After the sun sets, the Japanese moon landers gets back to work


The Japan Aerospace Exploration Agency (JAXA) Smart Lander for Investigating Moon (SLIM) touched down on Jan. 20 near the Shioli crater

On 28 January, the Japan Aerospace Exploration Agency (JAXA) re-established contact with the Smart Lander for Investigating Moon (SLIM), which touched down on the slope of a crater near the Moon’s equator on January 20. “Communication with SLIM was successfully established last night, and operations resumed,” JAXA announced today in a post on X (formerly Twitter).

In an image captured by a robot that SLIM managed to deploy during the probe’s descent — a baseball-sized rover with two cameras — the lander could be seen tipped upside-down. Its solar cells were not able to generate enough power to run its equipment because they were pointing away from the Sun. The lop-sided lander was forced to run on battery power for almost three hours and when the lander’s battery reached 12%, JAXA shut off power to increase the chances of it recharging when the Sun moved into a more favourable position.

Shortly after it woke up, SLIM’s multi-band spectral camera – its only scientific instrument – captured a an image of a rock-strewn field. The rocks were named after dogs, including a nearby one and a distant one, which the SLIM team tagged as shiba inu. The camera will use the moon to take pictures of olivine, a mineral that could aid investigations into the Moon’s origins.

The JAXA took a photo of the rocky moon surface and named it “Toy Poodle”, after seeing it in initial images. The rocks have the names of dog breeds on them and are being analyzed by the probe.

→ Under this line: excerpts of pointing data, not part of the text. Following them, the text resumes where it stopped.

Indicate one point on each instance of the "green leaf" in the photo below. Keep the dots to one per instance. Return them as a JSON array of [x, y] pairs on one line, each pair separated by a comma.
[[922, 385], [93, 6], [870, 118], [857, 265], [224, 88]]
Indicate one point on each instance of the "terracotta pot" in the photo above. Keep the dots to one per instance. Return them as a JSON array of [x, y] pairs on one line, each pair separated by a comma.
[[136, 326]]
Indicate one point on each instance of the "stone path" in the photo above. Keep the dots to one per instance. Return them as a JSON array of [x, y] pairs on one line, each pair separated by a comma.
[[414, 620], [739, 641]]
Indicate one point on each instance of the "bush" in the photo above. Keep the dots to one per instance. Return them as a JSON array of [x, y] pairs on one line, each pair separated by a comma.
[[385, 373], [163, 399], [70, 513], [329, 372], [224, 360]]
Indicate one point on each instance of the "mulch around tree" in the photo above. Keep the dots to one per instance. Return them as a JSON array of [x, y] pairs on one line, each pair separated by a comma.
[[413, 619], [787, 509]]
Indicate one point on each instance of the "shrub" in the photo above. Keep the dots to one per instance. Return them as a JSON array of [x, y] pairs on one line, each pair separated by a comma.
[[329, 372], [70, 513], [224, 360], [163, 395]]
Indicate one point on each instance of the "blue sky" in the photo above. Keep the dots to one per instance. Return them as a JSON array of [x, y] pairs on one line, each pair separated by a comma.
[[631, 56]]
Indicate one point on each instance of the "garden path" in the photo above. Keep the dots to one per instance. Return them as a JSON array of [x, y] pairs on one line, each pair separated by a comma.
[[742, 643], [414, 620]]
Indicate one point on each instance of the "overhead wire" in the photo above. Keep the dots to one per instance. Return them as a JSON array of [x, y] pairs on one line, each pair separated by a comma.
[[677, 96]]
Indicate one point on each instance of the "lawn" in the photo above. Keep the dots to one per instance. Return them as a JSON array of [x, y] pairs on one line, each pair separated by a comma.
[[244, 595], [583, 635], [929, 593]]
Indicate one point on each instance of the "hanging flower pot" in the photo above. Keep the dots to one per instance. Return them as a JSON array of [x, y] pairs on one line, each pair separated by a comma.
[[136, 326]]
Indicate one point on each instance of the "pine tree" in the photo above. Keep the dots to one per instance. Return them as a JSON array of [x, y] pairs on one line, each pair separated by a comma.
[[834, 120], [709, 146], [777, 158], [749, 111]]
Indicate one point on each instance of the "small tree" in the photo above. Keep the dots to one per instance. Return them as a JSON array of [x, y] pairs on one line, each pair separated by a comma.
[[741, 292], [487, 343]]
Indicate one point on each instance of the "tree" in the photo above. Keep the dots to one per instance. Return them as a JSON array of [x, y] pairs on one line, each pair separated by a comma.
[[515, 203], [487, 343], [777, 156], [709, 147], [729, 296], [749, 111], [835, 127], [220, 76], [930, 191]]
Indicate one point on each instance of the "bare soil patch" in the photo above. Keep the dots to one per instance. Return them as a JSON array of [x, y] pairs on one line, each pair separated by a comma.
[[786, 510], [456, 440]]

SLIM will continue to take pictures of the Moon until the sun sets at the end of January. The second wind on the landers allows them to see how long it will last before nightfall.

The SLIM landed about 55 meters (60 yards) away from its target, in between two craters near the Shioli crater, a region covered in volcanic rock. Previous moon missions have typically aimed for flat areas at least 10 kilometers (6 miles) wide.

Japan’s first lunar mission hit its target in a precision touchdown on Jan. 20, but landed the wrong way up, leaving its solar panels unable to see the sun.

The data collected from the landing will be analysed by SLIM. JAXA believes the success of the moon landing will be used in future lunar exploration missions.

SLIM’s bumpy landing offers lessons for future missions, such as insights on how to design better propulsion systems, says McDowell. But landing within 100 metres of its target site is an accomplishment all on its own, he adds. “Even if it hadn’t come back to life I would have rated this as a super successful mission,” says McDowell.

One of the probe’s two engines lost thrust when it was 50 metres above the ground, causing the landing to be bumpy. Jonathan McDowell, an astrophysicist at Harvard University in Cambridge says. “It started going sideways because the two engines were unbalanced.”